The History of Sushi

When we call something “sushi,” we’re usually describing the trendy Japanese dish of vinegared rice, raw fish, seaweed, and additional culturally-specific embellishments (cream cheese, avocado, tempura flakes) rolled and sliced into neat cylindrical forms. But technically, the term “sushi” refers specifically to the rice that coats the raw fish as an outer layer. Paddy farmers in Japan used to ferment raw fish in salted or vinegared rice; the rice would prevent it from spoiling. From there, sushi was born. Waves of Japanese immigration in the early 20th century after the Meiji Restoration supposedly inspired “Japanophilia” amongst the American cultural elite, and Japanese cuisine became a status symbol in America.

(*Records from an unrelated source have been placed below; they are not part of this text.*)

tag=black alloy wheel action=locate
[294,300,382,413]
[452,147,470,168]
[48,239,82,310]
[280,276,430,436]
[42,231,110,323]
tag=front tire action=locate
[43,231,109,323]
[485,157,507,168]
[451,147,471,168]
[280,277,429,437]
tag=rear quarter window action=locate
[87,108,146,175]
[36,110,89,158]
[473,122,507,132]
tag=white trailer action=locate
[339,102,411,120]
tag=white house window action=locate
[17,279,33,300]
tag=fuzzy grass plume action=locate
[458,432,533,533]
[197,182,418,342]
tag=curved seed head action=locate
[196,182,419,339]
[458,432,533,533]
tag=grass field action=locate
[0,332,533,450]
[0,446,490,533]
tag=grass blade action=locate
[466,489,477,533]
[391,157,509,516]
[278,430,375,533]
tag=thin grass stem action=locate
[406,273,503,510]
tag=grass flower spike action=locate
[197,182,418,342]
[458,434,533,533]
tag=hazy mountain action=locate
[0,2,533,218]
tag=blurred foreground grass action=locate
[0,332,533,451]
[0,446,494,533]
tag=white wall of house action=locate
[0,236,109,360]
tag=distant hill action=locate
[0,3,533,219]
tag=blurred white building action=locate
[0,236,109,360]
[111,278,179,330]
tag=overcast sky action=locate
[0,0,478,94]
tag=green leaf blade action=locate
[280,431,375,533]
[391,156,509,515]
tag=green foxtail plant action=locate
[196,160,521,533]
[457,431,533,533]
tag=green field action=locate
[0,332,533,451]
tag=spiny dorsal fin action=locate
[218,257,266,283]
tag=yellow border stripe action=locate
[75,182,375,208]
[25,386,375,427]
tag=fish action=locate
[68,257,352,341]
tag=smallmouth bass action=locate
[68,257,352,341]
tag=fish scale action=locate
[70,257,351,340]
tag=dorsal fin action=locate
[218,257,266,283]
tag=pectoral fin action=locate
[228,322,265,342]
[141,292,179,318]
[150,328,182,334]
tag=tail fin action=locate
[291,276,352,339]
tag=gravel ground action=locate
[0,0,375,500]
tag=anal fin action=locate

A Foreign Affairs article titled “How Sushi Went Global” notes that the New York Times covered the opening of a sushi bar at the Harvard Club of New York in 1972. Certainly, initial squeamishness to raw fish meant that more palatable alternative with avocado and imitation crab, like the California roll, had to be developed. But soon American palettes adapted. Sushi aligns with a clean, minimalist aesthetic. It’s unfussy and unintrusive, and all of the ingredients are easily discernible. I wonder how American tastes for sushi correspond with certain cultural assumptions about East Asian cultures (perhaps Marie Kondo’s new organizing show is a cultural reference point?)